T Classes are used to implement enum types and can be used in preference to C++ structs, providing you observe the restrictions on what goes in them. T Class member functions follow the same conventions. T Class objects can usually be assigned by simple bitwise copy, and so typically don’t need copy constructors or specialized assignment operators.
TAny* is worth extra note, as it does double duty. It provides a Symbian replacement for standard C++ void pointers, which basically mean "pointer to whatever"; and in the form TAny, it is used to designate functions which have no return value. For example:
TAny TaciturnFxn( TAny* pMysteryPointer );
Declares a function that returns no value, and takes a void* as its single parameter.
Next we’ll examine Symbian C Classes. Derived from CBase, C Classes are the conventional Symbian mechanism for heap based data storage.
I don't see the T classes as particularly helpful...For the last 40 years, a byte is 8 bits (it was different before that), and nowadays it's extremely difficult to find a microprocessor with non-standard integer and real types. If one worries about having to use different datatypes when porting embedded-device code to another device, then typedef is the solution.

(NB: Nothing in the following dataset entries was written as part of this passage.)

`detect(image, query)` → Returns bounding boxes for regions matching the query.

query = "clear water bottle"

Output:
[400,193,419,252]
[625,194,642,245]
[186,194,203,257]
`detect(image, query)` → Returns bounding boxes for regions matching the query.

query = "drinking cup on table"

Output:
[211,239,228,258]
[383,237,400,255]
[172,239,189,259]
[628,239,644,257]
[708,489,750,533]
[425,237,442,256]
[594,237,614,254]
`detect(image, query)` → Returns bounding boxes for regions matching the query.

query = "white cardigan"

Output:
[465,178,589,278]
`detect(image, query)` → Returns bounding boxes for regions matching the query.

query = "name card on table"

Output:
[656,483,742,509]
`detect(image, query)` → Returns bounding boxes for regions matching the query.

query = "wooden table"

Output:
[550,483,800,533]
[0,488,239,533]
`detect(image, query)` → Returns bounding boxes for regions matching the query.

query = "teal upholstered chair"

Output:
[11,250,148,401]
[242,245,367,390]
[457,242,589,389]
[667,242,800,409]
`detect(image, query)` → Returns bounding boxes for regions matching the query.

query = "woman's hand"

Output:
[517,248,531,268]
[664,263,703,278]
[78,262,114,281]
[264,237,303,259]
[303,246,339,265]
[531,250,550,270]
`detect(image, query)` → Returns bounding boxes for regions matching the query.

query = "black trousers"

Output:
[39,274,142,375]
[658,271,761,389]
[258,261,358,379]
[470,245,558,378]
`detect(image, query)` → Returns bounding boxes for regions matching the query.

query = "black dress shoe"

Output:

Achilleas- It is very true that not only will typedefs work for the purpose you cite; they are explicitly allowed by Symbian C++. For a very smart, meticulous person (yourself, for example) this is both an expedient and traditional approach. But on the other hand, look at it from the point of view of someone a little less acute. (Me, for example.) I lose track of my car keys, my dog and even on occasion, my kids. If I revisit code I wrote more than six months previously, it might as well have been written by someone else. I have to read up before I even attempt to change it. For these reasons, I rely on habits that keep me “safe”. I comment thoroughly, use documentation extractors if they are available and am ever receptive to conventions that will tip me off to subtle but important considerations. Somewhere very close to the top of the “important considerations” batting order is the matter of keeping track of where a particular datum is stored. Using the T Classes tells me with a single quick read thru what is on the stack. It flags things that should not be significantly increased in size and shouldn’t store objects which could orphan heap memory if a function Leaves. It is lightweight, but effective. And you’re right. There won’t be any 47 ½ bit integers out there in the real world. But if some weird native type does turn up in a future target, by using the T classes I ensure that it won’t be problem.